From my view the community here is just mean reverting to any other tech internet comments section.


> From my view the community here is just mean reverting to any other tech internet comments section.

As someone deeply familiar with tech internet comments sections, I would have to disagree with you here. Dang et al have done a pretty stellar job of preventing HN from devolving like most other forums do.

Sure you have your complainers and zealots, but I still find surprising insights here there I don't find anywhere else.


Mean reverting is a time based process I fear. I think dang, tomhow, et al are fantastic mods but they can ultimately only stem the inevitable. HN may be a few years behind the other open tech forums but it's a time shifted version of the same process with the same destination, just IMO.

I've stopped engaging much here because I need a higher ROI from my time. Endless squabbling, flamewars, and jokes just isn't enough signal for me. FWIW I've loved reading your comments over the years and think you've done a great job of living up to what I've loved in this community.

I don't think this is an HN problem at all. The dynamics of attention on open forums are what they are.


> FWIW I've loved reading your comments over the years and think you've done a great job of living up to what I've loved in this community.

You're too kind! I do appreciate that.

I actually checked out your site on your profile, that's some pretty interesting data! Curious if you've considered updating it?


I've largely stopped commenting here because I feel the community is broken. There's definitely truth to what you say, that an educated audience can have a consensus. But one thing makes the HN community (and many Reddit communities) particularly bad: A lot of these threads have repetitive comments with insults or silly name calling get upvoted. Even if consensus is around the earth being round, there's no need to pettily insult flat earthers. We just ignore them and move on leaving their content to languish at the bottom. On the other hand these threads bring a lot of childish insults that get upvoted just because they hit the right buttons.

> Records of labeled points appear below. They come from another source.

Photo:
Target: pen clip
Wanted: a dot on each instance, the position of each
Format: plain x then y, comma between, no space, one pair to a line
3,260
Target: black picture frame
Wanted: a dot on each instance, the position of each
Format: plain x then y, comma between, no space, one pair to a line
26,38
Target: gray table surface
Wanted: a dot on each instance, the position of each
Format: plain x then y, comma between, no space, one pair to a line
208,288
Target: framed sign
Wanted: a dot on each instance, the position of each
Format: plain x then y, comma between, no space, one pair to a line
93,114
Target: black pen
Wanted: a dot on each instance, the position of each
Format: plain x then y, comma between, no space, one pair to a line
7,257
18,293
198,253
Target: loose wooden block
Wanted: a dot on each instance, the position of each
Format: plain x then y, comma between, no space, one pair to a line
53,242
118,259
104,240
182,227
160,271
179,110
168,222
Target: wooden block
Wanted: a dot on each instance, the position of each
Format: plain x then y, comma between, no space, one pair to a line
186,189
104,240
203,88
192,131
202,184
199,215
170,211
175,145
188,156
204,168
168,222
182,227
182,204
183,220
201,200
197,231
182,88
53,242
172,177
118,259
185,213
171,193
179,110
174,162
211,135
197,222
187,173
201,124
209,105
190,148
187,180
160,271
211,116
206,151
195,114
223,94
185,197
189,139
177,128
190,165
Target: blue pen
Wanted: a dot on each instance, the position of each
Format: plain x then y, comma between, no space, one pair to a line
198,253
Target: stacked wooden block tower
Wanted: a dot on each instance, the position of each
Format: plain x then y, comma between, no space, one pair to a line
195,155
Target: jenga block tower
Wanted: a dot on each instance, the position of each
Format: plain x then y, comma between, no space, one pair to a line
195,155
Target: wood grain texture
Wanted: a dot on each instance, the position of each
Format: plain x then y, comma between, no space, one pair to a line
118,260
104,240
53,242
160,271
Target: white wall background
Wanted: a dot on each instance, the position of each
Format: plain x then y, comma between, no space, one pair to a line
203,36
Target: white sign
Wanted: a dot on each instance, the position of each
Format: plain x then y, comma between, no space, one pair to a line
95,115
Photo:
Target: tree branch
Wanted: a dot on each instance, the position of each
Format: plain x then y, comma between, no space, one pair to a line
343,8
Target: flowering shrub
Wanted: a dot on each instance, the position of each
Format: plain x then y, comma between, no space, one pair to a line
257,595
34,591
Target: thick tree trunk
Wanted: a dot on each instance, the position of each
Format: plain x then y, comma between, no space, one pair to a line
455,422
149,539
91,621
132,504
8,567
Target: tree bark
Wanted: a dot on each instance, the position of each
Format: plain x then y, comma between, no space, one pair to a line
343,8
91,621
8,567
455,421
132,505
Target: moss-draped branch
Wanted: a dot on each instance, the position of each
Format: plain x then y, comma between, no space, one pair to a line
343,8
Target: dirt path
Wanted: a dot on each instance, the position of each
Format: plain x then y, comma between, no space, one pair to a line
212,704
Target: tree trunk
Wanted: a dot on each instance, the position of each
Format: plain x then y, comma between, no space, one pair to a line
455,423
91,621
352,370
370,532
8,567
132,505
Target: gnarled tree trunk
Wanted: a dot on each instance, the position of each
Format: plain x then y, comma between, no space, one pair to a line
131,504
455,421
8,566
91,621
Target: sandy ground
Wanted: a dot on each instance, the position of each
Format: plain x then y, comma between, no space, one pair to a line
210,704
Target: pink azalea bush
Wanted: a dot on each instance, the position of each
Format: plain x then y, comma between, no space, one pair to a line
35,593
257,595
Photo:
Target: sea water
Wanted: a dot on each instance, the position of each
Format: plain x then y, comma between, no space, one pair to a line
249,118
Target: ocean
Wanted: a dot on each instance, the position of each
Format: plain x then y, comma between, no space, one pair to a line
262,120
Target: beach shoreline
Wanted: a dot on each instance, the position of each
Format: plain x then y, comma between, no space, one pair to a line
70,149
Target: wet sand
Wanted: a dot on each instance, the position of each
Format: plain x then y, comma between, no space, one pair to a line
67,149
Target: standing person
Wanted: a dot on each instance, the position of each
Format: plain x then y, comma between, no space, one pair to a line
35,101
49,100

This to me is one (of many) sign that the community here cannot healthily discuss these topics. IMO the community here isn't healthy at all. That's why I don't post here much anymore. It's a sign to me that too many discussions in this community are about seeking emotional catharsis. And I'm sorry but for my own mental health, I'm not going to listen to someone else's panic attack resulting from political uncertainty.

I feel for dang and tomhow. It seems that most of their work is doing emotional labor. And emotional labor can grind a person down quickly.


Some topics can't be ignored. Vaccine effectiveness, for example, require a consensus from a large fraction of the population. That larger societal consensus begins with discussion in smaller subsets, of which HN is one.